The church in question was built in the 13th century, in the period of the Second Bulgarian Empire (1185-1396 AD). The ruins of the medieval stronghold of Cherven are located near the village of Cherven, 35 km south of the Danube city of Ruse.
According to the team of archaeologist Stoyan Yordanov from the Ruse History Museum, as cited by the Cross agency, it was first destroyed by an earthquake and was then rebuilt shortly after Bulgaria’s conquest by the Ottoman Turkish Empire ca. 1400.
However, the church function only for a few years, and its ruins were then covered with gravel. The archaeologists found a four-line inscription on one of its walls that is yet to be decoded.
The existence of the 13th church in the medieval stronghold of Cherven was first hypothesized in 2010 based on the excavations carried out last summer.

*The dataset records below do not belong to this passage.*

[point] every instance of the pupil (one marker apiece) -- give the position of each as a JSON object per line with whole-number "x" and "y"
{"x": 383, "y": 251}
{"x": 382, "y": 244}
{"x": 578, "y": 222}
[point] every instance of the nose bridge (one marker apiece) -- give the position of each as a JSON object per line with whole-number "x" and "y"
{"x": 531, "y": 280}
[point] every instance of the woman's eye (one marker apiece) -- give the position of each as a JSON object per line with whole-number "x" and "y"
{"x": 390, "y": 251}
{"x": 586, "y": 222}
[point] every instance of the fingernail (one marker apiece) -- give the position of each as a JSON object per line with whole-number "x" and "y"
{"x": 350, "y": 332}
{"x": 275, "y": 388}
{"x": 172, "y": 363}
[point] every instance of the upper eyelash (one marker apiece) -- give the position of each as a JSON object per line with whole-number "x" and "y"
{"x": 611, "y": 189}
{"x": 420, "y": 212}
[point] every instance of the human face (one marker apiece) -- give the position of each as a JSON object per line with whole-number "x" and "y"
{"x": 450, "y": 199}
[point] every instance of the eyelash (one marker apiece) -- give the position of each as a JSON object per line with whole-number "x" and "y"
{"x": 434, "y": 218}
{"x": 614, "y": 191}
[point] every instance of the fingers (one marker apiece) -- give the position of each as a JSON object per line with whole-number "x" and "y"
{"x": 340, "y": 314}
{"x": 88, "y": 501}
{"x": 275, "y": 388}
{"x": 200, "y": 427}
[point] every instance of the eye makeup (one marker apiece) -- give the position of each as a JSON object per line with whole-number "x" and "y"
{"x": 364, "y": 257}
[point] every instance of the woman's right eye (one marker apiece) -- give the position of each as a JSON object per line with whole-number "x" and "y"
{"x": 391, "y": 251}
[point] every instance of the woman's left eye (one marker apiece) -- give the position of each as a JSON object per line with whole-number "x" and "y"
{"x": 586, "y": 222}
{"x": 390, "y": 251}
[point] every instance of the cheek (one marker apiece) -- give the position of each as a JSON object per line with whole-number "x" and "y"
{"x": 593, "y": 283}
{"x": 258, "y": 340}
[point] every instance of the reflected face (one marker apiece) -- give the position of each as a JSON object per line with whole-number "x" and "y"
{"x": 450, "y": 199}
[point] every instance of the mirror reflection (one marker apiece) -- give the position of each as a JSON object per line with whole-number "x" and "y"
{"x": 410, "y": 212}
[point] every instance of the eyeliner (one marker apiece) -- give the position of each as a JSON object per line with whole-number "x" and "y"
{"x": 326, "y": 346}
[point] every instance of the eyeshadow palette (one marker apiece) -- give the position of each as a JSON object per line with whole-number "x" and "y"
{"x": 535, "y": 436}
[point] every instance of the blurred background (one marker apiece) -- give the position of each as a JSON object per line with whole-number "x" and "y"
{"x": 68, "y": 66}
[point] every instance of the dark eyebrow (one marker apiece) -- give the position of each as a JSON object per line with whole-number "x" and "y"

Its discovery comes 15 years after the last known Christian temple at Cherven was discovered.
The medieval town of Cherven used to be a key commercial and military hub between the 12th and the 14th centuries, a major center of the Bulgarian nobility, and the seat of a bishopric. It was conquered by the Ottoman Turkish Empire in 1388 AD, and was later restored as an administrative center by the conquerors but subsequently was abandoned by its remaining inhabitants.
The first excavations at Cherven, which is located on the Rusenski Lom river, 35 km south of the Danube, were carried out in 1910-11 by renowned Bulgarian historian Vasil Zlatarski. The finds at Cherven have been crucial for the study of the life in Bulgaria during the Middle Ages.